What a lovely story!
Thanks to the Daily Mail for this article.
At 203 in doggie years, is Bella the mongrel the world’s oldest dog ever?
By Chris Brooke
23rd May 2008
The joy of gnawing on a bone is a distant memory and these days the only walkies she can manage is a potter around the garden.
But that’s not bad going considering Bella the Labrador cross is around 29 years old.
That’s 203 if every year of a dog’s life equals seven human years.
The faithful pet is believed to be the world’s oldest living dog and could even be the oldest dog ever.
Unfortunately her owner David Richardson, 76, has no documentation to prove her precise date of birth and so Bella’s extraordinary longevity will never enter the record books.
Mr Richardson bought Bella for 70 from an RSPCA rescue centre on June 21, 1982, when she was “about three years old”.
They have been companions ever since.
But only this week the pensioner thought he was finally going to lose his faithful old friend.
Bella suddenly fell ill and was unable to walk.
With a heavy heart Mr Richardson made an appointment with the vet to put her down and dug a grave in her favourite spot in the garden of his home in Chesterfield, Derbyshire.
However, after a sleepless and tearful night Mr Richardson decided he couldn’t go through with it.
He cancelled the vet’s appointment and as if by magic Bella appeared as good as new as he filled in the grave.
Mr Richardson said: ‘I phoned to cancel the vet because I just thought it would be better if Bella died in her sleep. She couldn’t walk, but when I went out and filled in the grave she appeared behind me and was stood there watching. Since then she has been fine.
Bella is believed to be the world’s oldest dog ever but there is no written documentation to prove her exact age.
“I decided to take her to the vet to be checked and she said Bella was very fit for her age apart from a bit of arthritis in her legs.

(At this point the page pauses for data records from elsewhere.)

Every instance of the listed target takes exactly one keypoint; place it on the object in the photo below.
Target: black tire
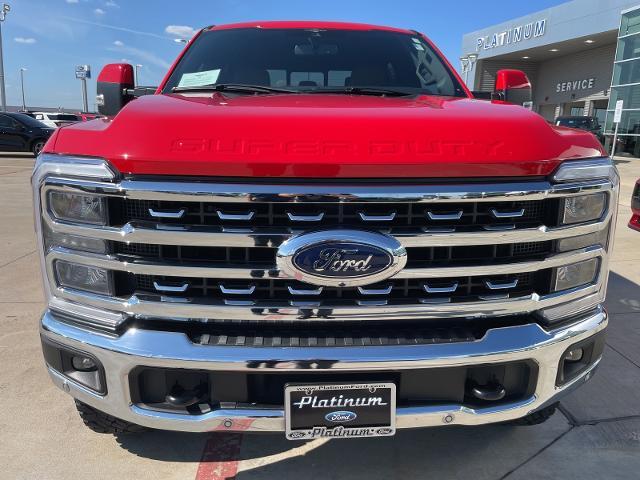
(36, 146)
(535, 418)
(101, 422)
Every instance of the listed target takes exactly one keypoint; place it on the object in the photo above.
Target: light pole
(464, 64)
(24, 104)
(3, 98)
(472, 61)
(138, 74)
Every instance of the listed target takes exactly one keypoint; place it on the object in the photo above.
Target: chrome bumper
(119, 355)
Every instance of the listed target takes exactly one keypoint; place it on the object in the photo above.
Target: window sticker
(198, 79)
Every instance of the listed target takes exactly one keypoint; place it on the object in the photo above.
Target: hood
(325, 136)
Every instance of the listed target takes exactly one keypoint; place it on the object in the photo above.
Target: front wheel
(37, 147)
(101, 422)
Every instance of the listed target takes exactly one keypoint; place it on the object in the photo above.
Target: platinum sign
(512, 35)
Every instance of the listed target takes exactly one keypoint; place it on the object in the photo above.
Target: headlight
(575, 275)
(574, 243)
(596, 168)
(583, 208)
(76, 207)
(82, 277)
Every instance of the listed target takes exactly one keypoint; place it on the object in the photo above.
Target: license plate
(340, 411)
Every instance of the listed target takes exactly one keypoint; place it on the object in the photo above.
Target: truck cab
(313, 228)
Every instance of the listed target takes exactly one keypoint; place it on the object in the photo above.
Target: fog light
(84, 364)
(78, 207)
(575, 275)
(574, 355)
(82, 277)
(583, 208)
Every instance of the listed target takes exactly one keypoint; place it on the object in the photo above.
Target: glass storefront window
(628, 48)
(629, 123)
(630, 95)
(626, 72)
(630, 23)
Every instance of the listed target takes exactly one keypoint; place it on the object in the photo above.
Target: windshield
(29, 121)
(63, 117)
(579, 122)
(314, 60)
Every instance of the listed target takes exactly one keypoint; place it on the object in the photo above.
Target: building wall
(593, 65)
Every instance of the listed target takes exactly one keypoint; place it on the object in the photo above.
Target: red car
(635, 207)
(314, 228)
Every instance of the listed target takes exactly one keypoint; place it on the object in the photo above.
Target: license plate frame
(311, 413)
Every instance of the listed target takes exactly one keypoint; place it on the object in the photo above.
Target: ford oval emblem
(340, 417)
(341, 257)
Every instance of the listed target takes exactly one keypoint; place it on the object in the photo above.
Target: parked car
(85, 117)
(590, 124)
(55, 119)
(635, 207)
(313, 228)
(21, 133)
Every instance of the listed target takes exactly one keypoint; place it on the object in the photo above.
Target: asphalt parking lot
(595, 435)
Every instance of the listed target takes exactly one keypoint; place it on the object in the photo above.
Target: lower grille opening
(454, 289)
(196, 392)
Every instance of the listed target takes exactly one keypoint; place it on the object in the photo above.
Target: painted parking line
(221, 453)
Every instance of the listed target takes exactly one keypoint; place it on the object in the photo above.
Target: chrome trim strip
(512, 214)
(284, 193)
(144, 267)
(170, 288)
(120, 355)
(450, 289)
(501, 286)
(377, 218)
(375, 291)
(237, 291)
(304, 291)
(445, 216)
(305, 218)
(146, 232)
(166, 214)
(235, 216)
(152, 306)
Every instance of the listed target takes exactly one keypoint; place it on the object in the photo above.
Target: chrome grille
(452, 289)
(265, 257)
(453, 216)
(206, 251)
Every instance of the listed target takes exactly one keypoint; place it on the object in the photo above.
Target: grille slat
(474, 215)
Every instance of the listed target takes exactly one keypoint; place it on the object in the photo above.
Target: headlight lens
(583, 208)
(575, 275)
(76, 207)
(574, 243)
(82, 277)
(595, 168)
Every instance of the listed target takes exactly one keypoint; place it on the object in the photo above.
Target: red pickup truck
(314, 228)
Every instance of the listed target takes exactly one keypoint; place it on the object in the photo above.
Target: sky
(50, 37)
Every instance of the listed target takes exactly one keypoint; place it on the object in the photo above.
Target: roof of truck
(305, 24)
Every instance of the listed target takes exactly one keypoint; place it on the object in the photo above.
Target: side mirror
(512, 86)
(114, 81)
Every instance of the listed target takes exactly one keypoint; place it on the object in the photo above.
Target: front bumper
(136, 347)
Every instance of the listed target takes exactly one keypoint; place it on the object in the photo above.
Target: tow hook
(489, 393)
(180, 397)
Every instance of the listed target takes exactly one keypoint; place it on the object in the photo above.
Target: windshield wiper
(362, 91)
(232, 87)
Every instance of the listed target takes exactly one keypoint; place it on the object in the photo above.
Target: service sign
(83, 71)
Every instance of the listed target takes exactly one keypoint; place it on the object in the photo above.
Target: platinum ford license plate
(340, 411)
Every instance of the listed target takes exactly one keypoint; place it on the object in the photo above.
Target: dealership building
(581, 57)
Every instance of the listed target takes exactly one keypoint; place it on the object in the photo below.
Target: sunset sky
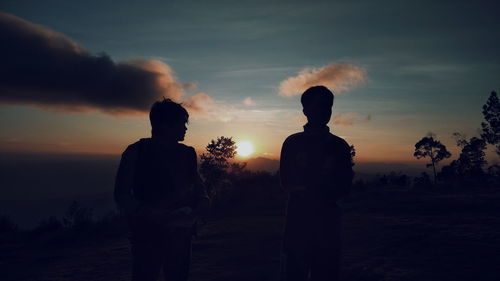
(399, 69)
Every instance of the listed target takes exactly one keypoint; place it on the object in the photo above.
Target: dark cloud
(340, 77)
(43, 68)
(349, 119)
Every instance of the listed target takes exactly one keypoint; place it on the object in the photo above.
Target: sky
(79, 77)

“Her heart is strong and she can still potter around the garden so she might have a good few years left.”
The former soldier, deep sea fisherman and chef, said he originally wanted a German Shepherd but the RSPCA wouldn’t allow it because he was 50 years old.
“My choice was between Bella and another dog. She seemed friendlier so I chose Bella,” he recalled.
In her youth, Bella was full of energy and enjoyed going on long daily walks with Mr Richardson.
Now she quietly potters about the back garden when Mr Richardson or his partner Daisy Cooper, 81, are outside.
And with most of her teeth missing, she can no longer manage to gnaw on the remnants of a leg of lamb.
“Bella has always had a good appetite and she only has the best. She has only got two teeth left so she can only have soft stuff now. So she has shredded chicken and fish.
“She will also have boiled liver and best tinned stewing steak, mackerel and sardines.”
Bella still manages her favourite daily treat – sucking a toffee sweet while lying in her basket.
Mr Richardson, who also owns a Border collie, has won a number of prizes at dog shows during their 26 years together.
Only last year at the Dronfield show, Bella competed in a team with three other “family” dogs and beat younger pedigrees to the top prize.
Mr Richardson said he had suspected for some time that she could be the oldest dog in England, but never dreamt she might take the world title.